Amanda had given him a cold, level stare at that, and when she finally
brought him the wire-haired terrier she hinted she could not be responsible
for its safety in the presence of her cats. Tallon had accepted the dog
gratefully, and revealing a latent weakness for puns, christened it Seymour.
Since then, the number one stud on the eyeset had been permanently allocated
to the dog.
The eyeset had fascinated Amanda. She had gone as far as she could with
him in understanding its design principles, and had even tried it out
for herself, making him do without it for hours while she explored the
world of her cat family. When she closed her eyes the set worked quite
well for her, except that she occasionally lost the picture through not
having metal plugs in her corneas to act as focusing referents. Tallon
had been forced to sit, helplessly blind, as she lay on the floor wearing
the eyeset. He heard the whispering sounds as her long body coiled and
uncoiled ecstatically on the thick carpets, tiny cat noises issuing from
her slim throat. And all he could do was clench his fist and press the
knuckles hard against his teeth. . . .
The bedroom door opened and he heard Amanda come in.

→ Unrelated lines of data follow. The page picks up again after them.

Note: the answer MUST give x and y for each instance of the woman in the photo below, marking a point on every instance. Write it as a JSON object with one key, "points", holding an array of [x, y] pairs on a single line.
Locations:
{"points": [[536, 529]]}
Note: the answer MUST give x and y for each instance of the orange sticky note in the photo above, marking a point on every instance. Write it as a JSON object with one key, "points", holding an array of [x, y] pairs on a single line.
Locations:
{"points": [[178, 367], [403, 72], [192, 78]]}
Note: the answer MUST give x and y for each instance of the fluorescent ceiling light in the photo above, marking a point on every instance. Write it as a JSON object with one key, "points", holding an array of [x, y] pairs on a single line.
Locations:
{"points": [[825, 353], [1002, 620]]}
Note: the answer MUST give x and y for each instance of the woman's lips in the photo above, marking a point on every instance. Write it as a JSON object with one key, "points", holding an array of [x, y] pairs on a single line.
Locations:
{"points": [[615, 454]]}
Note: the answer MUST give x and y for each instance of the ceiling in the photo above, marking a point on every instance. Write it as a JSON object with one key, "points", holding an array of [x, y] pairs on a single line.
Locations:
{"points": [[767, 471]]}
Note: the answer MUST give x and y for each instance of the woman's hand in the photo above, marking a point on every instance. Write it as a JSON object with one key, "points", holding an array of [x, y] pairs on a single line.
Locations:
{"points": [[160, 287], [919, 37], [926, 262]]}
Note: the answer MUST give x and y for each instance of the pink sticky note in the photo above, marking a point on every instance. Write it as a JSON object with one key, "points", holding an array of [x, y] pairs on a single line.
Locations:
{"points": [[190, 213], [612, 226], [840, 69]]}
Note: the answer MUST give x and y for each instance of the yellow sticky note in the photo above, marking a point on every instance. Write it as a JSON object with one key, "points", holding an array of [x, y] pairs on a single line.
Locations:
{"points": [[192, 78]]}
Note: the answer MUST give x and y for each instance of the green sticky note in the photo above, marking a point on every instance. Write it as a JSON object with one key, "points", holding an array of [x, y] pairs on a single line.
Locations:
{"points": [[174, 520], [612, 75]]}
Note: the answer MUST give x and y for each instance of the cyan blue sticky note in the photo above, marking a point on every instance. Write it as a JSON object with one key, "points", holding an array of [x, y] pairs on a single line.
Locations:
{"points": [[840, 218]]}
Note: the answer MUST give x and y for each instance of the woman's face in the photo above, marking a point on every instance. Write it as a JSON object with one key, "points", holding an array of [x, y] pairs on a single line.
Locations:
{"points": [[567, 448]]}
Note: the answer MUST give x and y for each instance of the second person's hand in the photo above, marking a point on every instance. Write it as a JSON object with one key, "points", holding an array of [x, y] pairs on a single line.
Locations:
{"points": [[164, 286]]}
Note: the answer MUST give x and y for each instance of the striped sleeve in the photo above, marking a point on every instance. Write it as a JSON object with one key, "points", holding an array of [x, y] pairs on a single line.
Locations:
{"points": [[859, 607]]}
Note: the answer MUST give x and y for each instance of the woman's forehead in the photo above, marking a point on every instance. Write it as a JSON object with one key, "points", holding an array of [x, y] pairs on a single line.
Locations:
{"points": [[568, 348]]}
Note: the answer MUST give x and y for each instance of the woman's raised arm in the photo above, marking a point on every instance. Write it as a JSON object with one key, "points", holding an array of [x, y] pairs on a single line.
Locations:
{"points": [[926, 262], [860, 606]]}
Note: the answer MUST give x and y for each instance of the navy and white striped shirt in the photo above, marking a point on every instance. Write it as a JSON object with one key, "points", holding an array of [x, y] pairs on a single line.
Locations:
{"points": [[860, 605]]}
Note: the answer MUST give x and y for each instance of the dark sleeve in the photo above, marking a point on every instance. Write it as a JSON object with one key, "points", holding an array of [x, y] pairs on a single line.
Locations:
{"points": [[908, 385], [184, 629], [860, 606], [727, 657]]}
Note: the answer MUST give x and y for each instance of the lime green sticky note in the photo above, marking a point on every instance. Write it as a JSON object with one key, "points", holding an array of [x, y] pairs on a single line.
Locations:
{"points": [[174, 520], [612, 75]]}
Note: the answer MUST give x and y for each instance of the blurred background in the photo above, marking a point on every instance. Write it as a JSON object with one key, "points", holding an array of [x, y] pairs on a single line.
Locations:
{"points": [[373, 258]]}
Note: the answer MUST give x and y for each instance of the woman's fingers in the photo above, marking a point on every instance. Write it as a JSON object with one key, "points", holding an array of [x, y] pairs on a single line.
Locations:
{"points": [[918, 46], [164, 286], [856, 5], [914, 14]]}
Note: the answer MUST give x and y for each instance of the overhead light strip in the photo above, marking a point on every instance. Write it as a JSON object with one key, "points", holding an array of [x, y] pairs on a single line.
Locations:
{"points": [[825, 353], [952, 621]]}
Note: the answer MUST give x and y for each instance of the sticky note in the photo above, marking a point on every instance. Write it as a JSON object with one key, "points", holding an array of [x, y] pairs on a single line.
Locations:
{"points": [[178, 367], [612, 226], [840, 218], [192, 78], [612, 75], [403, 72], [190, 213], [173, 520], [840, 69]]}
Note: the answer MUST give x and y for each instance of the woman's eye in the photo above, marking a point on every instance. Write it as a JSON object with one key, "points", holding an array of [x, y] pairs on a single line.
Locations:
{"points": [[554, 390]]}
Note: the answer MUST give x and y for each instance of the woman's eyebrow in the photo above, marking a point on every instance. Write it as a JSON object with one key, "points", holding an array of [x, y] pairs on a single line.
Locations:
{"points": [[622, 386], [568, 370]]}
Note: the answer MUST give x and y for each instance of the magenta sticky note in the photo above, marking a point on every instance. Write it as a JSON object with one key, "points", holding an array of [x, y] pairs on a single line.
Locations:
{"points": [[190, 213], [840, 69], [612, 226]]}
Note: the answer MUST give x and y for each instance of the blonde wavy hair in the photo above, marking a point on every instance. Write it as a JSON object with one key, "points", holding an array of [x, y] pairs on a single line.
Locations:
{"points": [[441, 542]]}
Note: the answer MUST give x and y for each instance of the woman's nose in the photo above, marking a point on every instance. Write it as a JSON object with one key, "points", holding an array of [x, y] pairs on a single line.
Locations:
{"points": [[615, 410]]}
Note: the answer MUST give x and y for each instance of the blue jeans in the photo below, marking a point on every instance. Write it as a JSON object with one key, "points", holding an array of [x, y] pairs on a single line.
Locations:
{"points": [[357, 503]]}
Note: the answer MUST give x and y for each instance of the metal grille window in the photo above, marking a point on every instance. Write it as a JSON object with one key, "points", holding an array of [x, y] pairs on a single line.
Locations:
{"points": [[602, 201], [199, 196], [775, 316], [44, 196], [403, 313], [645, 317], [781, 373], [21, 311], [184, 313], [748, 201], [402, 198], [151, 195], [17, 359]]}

"Sleeping already, darling?"
"Not yet. I'm working on it, though."
Tallon listened to the faint crackling of static electricity in her clothing
as she undressed. If only she would let one night go by without the
intolerable demands of love where love did not exist, the relationship
might be bearable. She was more intense, more insistent than ever since he
had begun his nightly return to blindness. He guessed it was because his
helplessness without the eyeset satisfied some psychological need in her.
"Darling, have you that filthy dog beside you again?"
"Seymour isn't filthy."
"If you say so, darling; but should he be on our bed?"
Tallon sighed as he set the dog on the floor. "I like having Seymour around.
Don't I have any privileges around this place?"
"What privileges had you in the Center, darling?"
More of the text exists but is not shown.